Essa opinião era popular entre os protestantes do século XIX, quando o progresso era esperado até na religião e antes de a humanidade experimentar os horrores do século XX. Hoje poucos aderem a ela, exceto grupos como os reconstrucionistas cristãos, fruto do movimento presbiteriano conservador.
Em geral, os pós-milenaristas dizem que o milênio do qual fala Apocalipse 20 deveria ser compreendido de modo figurativo e que a frase “mil anos” se refere não a um período fixo de dez séculos, mas a um longo e indefinido período. Por exemplo, o Salmo 49, 10, fala da soberania de Deus sobre tudo o que existe e nos diz: “A mim pertencem todas as feras das brenhas / Os animais das montanhas aos milhares” [i]. Este número não deve ser interpretado literalmente.
Ao fim do milênio ocorrerá a segunda vinda, a ressurreição geral dos mortos e o Juízo Final.
O problema do pós-milenarismo é que a Sagrada Escritura não diz que o mundo passará por um período completo (ou relativamente completo) de cristianização antes da segunda vinda. Há diversas passagens que falam do período entre a primeira e a segunda vinda como uma época de grande tristeza e contenda para os cristãos. Uma passagem reveladora é a parábola do joio e do trigo (cf. Mt 13, 24-30; 36-43). Nela Cristo declara que os justos e os iníquos serão plantados e crescerão juntos no campo de Deus (“o campo é o mundo”, Mt 13, 38) até o fim do mundo, quando serão separados, julgados e uns serão jogados no fogo do inferno e outros herdarão o Reino de Deus (cf. Mt 13, 41-43). Não há evidências bíblicas de que no final das contas o mundo será integralmente (ou quase integralmente) cristão. Em vez disso, há evidências de que sempre existirá um desenvolvimento concomitante dos justos e dos perversos até o Juízo Final.
Amilenarismo
A perspectiva amilenarista interpreta Apocalipse 20 de modo simbólico e enxerga o milênio não como uma era de ouro terrena na qual o mundo será totalmente cristianizado, mas como o período atual do governo de Cristo no Céu e na terra por meio de sua Igreja. Esta era a perspectiva dos reformadores protestantes e até hoje é a mais comum entre os protestantes tradicionais.

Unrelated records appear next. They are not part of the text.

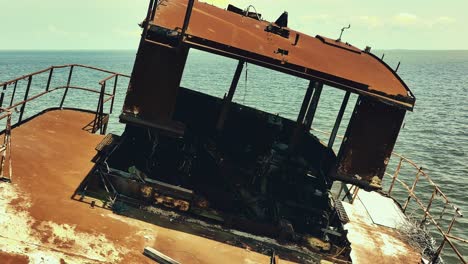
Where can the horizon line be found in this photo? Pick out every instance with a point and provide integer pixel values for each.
(135, 49)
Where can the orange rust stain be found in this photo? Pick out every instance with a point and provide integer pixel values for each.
(7, 258)
(248, 34)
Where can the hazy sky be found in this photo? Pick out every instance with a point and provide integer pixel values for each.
(112, 24)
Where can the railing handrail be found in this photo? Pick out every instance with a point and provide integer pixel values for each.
(103, 95)
(61, 67)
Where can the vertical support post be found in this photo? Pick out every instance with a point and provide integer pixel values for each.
(356, 190)
(97, 124)
(331, 141)
(26, 94)
(146, 22)
(412, 189)
(441, 247)
(66, 88)
(3, 94)
(230, 95)
(395, 176)
(188, 14)
(426, 212)
(49, 79)
(113, 93)
(305, 103)
(13, 95)
(313, 105)
(101, 110)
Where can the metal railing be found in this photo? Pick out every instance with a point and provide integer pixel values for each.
(427, 215)
(101, 118)
(5, 147)
(410, 189)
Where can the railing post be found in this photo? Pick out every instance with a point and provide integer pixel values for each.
(13, 95)
(412, 189)
(99, 109)
(66, 88)
(113, 93)
(426, 212)
(442, 244)
(395, 176)
(50, 78)
(26, 94)
(3, 94)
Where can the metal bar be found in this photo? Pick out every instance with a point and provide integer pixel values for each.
(66, 88)
(60, 67)
(49, 79)
(305, 102)
(230, 95)
(429, 205)
(25, 76)
(188, 14)
(441, 247)
(457, 238)
(97, 124)
(146, 21)
(356, 190)
(13, 94)
(113, 93)
(339, 118)
(101, 111)
(3, 95)
(412, 189)
(313, 105)
(26, 94)
(395, 176)
(436, 224)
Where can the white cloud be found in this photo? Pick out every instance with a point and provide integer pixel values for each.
(405, 19)
(371, 21)
(444, 20)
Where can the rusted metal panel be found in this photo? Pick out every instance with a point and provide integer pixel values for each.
(152, 91)
(341, 65)
(369, 140)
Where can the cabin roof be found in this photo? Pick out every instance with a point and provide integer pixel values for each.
(334, 63)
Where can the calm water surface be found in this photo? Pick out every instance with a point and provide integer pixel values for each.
(435, 135)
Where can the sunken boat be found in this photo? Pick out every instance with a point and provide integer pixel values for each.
(199, 179)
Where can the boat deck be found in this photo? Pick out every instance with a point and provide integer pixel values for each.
(374, 221)
(40, 222)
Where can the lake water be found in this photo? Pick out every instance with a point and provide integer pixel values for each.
(435, 135)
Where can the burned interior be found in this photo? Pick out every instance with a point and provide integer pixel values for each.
(234, 165)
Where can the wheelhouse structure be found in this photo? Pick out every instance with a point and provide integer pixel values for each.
(220, 170)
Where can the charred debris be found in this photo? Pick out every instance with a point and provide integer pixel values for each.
(234, 166)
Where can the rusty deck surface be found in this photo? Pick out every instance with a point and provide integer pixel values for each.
(39, 222)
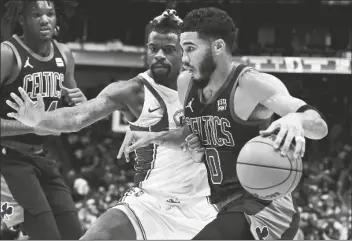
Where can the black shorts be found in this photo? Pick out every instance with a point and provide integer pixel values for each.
(33, 183)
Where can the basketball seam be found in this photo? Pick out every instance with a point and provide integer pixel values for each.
(258, 165)
(273, 185)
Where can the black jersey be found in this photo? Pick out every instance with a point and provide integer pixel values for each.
(44, 75)
(223, 134)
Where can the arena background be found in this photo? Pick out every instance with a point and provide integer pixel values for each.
(306, 43)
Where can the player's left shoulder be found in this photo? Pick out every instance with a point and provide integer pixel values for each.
(255, 80)
(65, 52)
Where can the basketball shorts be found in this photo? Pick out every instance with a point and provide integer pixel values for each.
(253, 220)
(157, 218)
(278, 220)
(32, 183)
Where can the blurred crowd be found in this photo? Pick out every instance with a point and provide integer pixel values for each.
(98, 179)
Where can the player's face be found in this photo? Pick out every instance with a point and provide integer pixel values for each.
(39, 20)
(164, 55)
(197, 57)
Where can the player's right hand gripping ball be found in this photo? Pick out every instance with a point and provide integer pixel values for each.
(264, 172)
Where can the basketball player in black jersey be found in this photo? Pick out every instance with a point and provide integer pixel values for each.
(226, 105)
(164, 59)
(33, 193)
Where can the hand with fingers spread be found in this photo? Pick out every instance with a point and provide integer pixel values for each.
(137, 139)
(41, 132)
(28, 112)
(194, 146)
(73, 96)
(290, 128)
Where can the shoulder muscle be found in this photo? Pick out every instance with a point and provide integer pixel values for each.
(7, 62)
(183, 82)
(261, 85)
(122, 92)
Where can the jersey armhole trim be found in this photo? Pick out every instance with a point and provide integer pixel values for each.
(232, 102)
(62, 54)
(18, 67)
(189, 88)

Os amilenaristas também creem que o bem e o mal coexistirão na terra até o fim. A tensão existente na terra entre os justos e os iníquos só será resolvida pela volta de Cristo no fim dos tempos. A era de ouro do milênio é, em vez disso, o reino celestial de Cristo com os santos, do qual a Igreja terrena participa até certo ponto, embora não da forma gloriosa como participará na segunda vinda.
Na visão dos amilenaristas, os tronos dos santos que reinam com Cristo durante o milênio estão aparentemente estabelecidos no Céu (cf. Ap 20, 4; cf. 4, 4; 11, 16), e o texto não diz em momento algum que Cristo está na terra durante este reino com os santos.
Eles explicam que, embora o mundo só venha a ser totalmente cristianizado na segunda vinda, o milênio realmente tem influência sobre a terra, porque Satanás está limitado de tal maneira que não pode enganar as nações impedindo a pregação do Evangelho (cf. Ap 20, 3). O milênio é uma era de ouro não em comparação às glórias da época vindoura, mas em relação a todas as épocas antecedentes da história humana, nas quais o mundo foi tragado pelas trevas do paganismo.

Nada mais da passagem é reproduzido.